F 20. Балансировать на грани
Шрифт:
— Зато он вам должен, да? — мой наполненный на одну треть вином бокал спикировал сначала мне на колени, а потом на плитку, после чего звонко треснул, расщепившись на три части. — Несчастные родители, у сына которых поехала крыша! Проглотив позор, они вынужденные тащить на себе безнадежного шизофреника, откупаясь от своей совести самыми дорогими таблетками, которые, вероятно, должны помочь ему. Так, да? Ты тоже считаешь, что Олег тебе должен что-то? — взорвалась я.

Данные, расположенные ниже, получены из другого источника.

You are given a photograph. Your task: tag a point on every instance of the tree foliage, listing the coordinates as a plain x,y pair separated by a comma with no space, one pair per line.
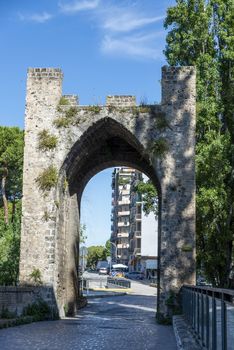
97,253
10,246
201,34
11,168
149,196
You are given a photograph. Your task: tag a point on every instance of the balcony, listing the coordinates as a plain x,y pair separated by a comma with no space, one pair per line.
137,233
122,245
137,251
123,224
122,235
123,213
124,201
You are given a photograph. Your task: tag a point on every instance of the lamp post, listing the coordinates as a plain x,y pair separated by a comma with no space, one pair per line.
115,246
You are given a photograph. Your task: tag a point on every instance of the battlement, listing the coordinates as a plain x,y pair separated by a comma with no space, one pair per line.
121,101
51,73
73,100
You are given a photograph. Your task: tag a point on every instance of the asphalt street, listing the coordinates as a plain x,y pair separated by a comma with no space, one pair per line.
120,322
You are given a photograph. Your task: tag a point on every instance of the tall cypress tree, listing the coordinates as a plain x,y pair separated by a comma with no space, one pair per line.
201,34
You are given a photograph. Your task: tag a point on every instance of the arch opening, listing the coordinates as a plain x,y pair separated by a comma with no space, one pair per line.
105,144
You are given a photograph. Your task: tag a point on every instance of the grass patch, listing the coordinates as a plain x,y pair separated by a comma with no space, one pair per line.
46,140
94,109
63,101
158,147
187,248
66,120
47,179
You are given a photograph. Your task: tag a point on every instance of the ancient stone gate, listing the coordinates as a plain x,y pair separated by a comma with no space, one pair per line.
66,144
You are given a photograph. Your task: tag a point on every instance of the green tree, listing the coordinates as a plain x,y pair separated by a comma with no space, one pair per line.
108,248
96,253
11,165
201,34
10,246
149,196
83,234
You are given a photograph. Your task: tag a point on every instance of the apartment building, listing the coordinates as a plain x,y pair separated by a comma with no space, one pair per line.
121,185
133,234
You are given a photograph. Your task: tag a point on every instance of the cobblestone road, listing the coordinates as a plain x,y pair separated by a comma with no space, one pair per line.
121,322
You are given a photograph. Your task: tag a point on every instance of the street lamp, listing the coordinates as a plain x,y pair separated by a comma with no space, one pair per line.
115,246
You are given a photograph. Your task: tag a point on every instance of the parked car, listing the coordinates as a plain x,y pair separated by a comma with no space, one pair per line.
134,275
103,271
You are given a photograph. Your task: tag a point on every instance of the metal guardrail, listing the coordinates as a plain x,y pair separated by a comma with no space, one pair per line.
120,282
210,313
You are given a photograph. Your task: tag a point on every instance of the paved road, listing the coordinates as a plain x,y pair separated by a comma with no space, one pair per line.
138,287
117,323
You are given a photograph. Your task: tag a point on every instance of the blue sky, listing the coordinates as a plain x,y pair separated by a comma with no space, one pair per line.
104,47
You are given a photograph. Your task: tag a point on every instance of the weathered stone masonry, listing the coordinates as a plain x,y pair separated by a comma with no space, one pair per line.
158,140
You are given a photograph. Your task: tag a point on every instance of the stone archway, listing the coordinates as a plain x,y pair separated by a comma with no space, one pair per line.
68,144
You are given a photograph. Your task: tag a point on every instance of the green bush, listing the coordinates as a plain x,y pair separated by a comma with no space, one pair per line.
48,178
47,141
158,147
40,310
67,119
63,101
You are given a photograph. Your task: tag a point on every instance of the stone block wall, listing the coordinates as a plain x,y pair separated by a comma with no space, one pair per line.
15,299
90,139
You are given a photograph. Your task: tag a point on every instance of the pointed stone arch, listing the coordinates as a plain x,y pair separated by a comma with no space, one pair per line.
158,140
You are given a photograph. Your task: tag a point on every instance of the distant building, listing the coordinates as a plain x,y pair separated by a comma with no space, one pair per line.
121,184
133,234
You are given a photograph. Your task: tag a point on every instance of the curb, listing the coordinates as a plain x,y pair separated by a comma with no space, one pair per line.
92,296
185,339
109,290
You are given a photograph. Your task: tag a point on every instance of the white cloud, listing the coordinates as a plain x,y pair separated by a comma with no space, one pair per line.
78,6
36,17
128,21
137,46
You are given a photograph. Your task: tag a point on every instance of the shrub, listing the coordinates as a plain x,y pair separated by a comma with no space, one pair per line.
47,179
40,310
47,141
63,101
94,109
158,147
35,276
67,119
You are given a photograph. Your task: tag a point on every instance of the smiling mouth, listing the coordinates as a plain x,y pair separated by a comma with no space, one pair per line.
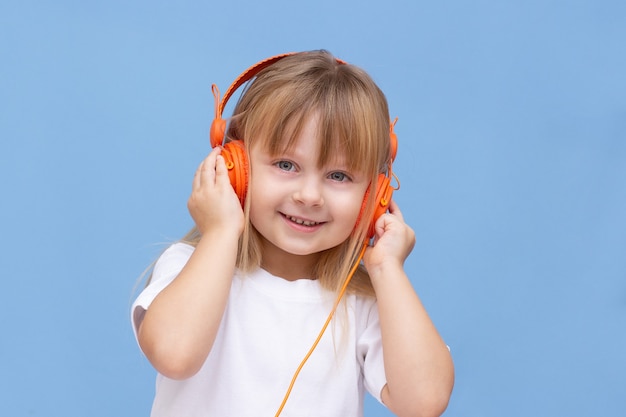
302,222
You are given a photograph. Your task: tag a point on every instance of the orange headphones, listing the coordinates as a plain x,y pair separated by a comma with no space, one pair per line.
237,161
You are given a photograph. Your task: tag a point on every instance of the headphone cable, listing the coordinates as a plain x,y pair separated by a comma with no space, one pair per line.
321,333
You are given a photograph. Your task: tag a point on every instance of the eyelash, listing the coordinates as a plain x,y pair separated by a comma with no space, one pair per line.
290,166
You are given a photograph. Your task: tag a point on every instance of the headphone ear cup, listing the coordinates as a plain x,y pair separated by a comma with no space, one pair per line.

— Аля… — Катя соскочила следом со мной со стула и взмахнула руками.
— Хочешь знать, что я на самом
— Все, я ухожу, — Катя направилась к двери, но меня было не остановить:
— Послушай меня и запомни раз и навсегда. Олег вам более ничего не должен. Он мой, слышишь? Мы справимся сами со всеми рецидивами, которые нам уготованы, мы накопим на лекарства и решим, что для него лучше, а что нет. И ты, и твои родители могут перестать, наконец, мучиться угрызениями совести, я о нем позабочусь.
— Ты одна не справишься, — Катя резко обернулась, — Аля, он уже подставил тебя на работе, ваше самолечение приведет к тому, что он забудет выключить утюг или газ, спрыгнет с балкона или порежет себе вены, как это случалось в прошлые разы. Ты понятия не имеешь, с какой проблемой столкнулась. И отказываешься слушать что-либо. Мы заботились об Олеге так, как было нужно. Заметь, каким он был, когда вы познакомились, и каким стал сейчас.
— Он не ляжет в психушку, — отрезала я.
— Ты один раз уже взяла на себя ответственность, и ваша фирма потеряла бешеные деньги. Хотя мы тебе говорили. И я говорила, и папа. Да все! Виновата только ты.
— Я знаю. Да поймите уже, наконец, что это была случайность. Он все лишь забыл поставить офис на сигнализацию, что могло произойти с кем угодно. Нам просто не повезло. Если бы он не болел, то никто бы и не подумал раздувать из этой ситуации скандал. Знаешь, я сама часто уже в машине пытаюсь вспомнить, выключила ли плиту, и возвращаюсь в квартиру проверить. Так давай и меня положим на пару недель в больницу?
— Аля, он обречен. Раскрой глаза уже. Он убил человека и никогда себе этого не простит. Это истина, которая существует независимо от того принимаешь ты ее или нет.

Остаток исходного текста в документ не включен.